Anche se l’art. 70 cod. proc. pen.letteralmente si riferisce ad ipotesi di “infermità mentale”, il sistema normativo è chiaramente volto a prevedere la sospensione ogni volta che lo “stato mentale” dell’imputato ne impedisca la cosciente partecipazione al processo. Partecipazione che non può intendersi limitata alla consapevolezza dell’imputato circa ciò che accade intorno a lui, ma necessariamente comprende anche la sua possibilità di essere parte attiva nella vicenda e di esprimersi, esercitando il suo diritto di autodifesa.
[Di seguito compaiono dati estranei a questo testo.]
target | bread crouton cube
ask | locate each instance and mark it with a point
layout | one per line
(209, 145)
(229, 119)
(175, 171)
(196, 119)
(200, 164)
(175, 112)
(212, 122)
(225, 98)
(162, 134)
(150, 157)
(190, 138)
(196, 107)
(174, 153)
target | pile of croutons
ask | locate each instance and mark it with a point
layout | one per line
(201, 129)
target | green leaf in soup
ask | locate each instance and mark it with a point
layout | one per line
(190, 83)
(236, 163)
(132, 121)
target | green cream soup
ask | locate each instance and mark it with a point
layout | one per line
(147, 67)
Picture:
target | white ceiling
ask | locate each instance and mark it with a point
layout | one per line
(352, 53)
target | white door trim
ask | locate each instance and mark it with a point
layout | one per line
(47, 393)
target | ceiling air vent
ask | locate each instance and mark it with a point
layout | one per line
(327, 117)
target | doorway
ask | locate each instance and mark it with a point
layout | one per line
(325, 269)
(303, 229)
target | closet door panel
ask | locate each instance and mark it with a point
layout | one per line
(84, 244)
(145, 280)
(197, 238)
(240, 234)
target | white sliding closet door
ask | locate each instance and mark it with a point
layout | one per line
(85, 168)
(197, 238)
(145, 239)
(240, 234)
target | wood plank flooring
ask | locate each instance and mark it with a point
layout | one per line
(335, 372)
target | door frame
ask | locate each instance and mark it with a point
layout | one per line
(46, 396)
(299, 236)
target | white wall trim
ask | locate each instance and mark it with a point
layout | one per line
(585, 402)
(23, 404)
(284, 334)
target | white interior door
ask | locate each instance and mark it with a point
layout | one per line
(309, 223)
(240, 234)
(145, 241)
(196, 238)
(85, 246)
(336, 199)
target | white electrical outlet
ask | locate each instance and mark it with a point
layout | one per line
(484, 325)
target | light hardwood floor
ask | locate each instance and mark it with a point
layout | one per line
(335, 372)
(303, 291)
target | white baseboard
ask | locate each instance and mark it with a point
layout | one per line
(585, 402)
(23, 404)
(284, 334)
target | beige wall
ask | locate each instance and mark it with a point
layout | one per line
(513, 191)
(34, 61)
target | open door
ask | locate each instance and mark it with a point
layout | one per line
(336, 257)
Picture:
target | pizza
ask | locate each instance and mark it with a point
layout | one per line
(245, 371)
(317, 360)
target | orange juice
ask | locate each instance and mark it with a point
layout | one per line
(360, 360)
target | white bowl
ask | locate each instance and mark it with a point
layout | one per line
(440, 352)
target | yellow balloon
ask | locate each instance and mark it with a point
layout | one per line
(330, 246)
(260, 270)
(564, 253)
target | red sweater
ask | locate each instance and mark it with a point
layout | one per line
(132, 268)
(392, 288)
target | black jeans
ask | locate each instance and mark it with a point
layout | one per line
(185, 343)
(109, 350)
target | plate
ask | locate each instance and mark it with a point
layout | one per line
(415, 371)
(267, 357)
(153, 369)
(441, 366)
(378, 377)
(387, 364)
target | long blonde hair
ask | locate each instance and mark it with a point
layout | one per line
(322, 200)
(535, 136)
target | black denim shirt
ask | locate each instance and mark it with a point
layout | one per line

Ciò significa che quando non solo una malattia definibile in senso clinico come psichica, ma anche qualunque altro stato di infermità renda non sufficienti o non utilizzabili le facoltà mentali (coscienza, pensiero, percezione, espressione) dell’imputato, in modo tale da impedirne una effettiva partecipazione – nel senso ampio che si è detto – al processo, questo non può svolgersi”.

La stessa Corte Costituzionale ha poi portato a compimento l’elaborazione del principio secondo il quale l’accertamento peritale circa la capacità di stare in giudizio deve avere caratteristica funzionale più che clinica con la Sentenza n. 65 del 6/5/2023, la quale ha espunto dalla disciplina legislativa l’aggettivo “mentale”, sostituendolo con “psicofisico”:

“È dichiarata, in via consequenziale, ai sensi dell’art. 27 della legge n. 87 del 1953, l’illegittimità costituzionale dell’art. 70, comma 1, cod. proc. pen., nella parte in cui si riferisce all’infermità «mentale», anziché a quella «psicofisica»; dell’art. 71, comma 1, cod. proc. pen., nella parte in cui si riferisce allo stato «mentale», anziché a quello «psicofisico»; dell’art. 72 cod. proc. pen., nella parte in cui si riferisce, nel comma 1, allo stato «di mente», anziché a quello «psicofisico», e, nel comma 2, allo stato «mentale», anziché a quello «psicofisico». Dalla dichiarazione di illegittimità costituzionale dell’art. 72-bis, comma 1, cod. proc. pen., nella parte in cui, stabilendo l’improcedibilità nei confronti dell’imputato che non possa partecipare coscientemente al processo per incapacità irreversibile, si riferisce allo stato «mentale», anziché a quello «psicofisico», discende l’illegittimità costituzionale parziale anche delle citate disposizioni, relative rispettivamente agli accertamenti sulla capacità dell’imputato, alla sospensione del procedimento per incapacità dell’imputato e alla revoca dell’ordinanza di sospensione”.

È di tutta evidenza come in un sistema come il nostro che tende a garantire che l’imputato abbia la massima consapevolezza possibile di quanto gli succede onde poter impostare nel modo più corretto la propria difesa, l’analisi dell’impatto delle neurodivergenze sulla capacità processuale e sulla pericolosità sociale dovrà assumere un rilievo centrale.

Merita infine un cenno alla capacità di stare in giudizio nel processo minorile, la c.d. juvenile competency to stand trial, nella quale, ancora oggi, si applica la c.d. Regola di Dusky come per gli adulti.

Ciò è stato criticato da condivisibile dottrina, che la ritiene inadeguata rispetto alle caratteristiche peculiari dei soggetti di minore età (GULOTTA, 2000): ci appare auspicabile uno studio in tal senso.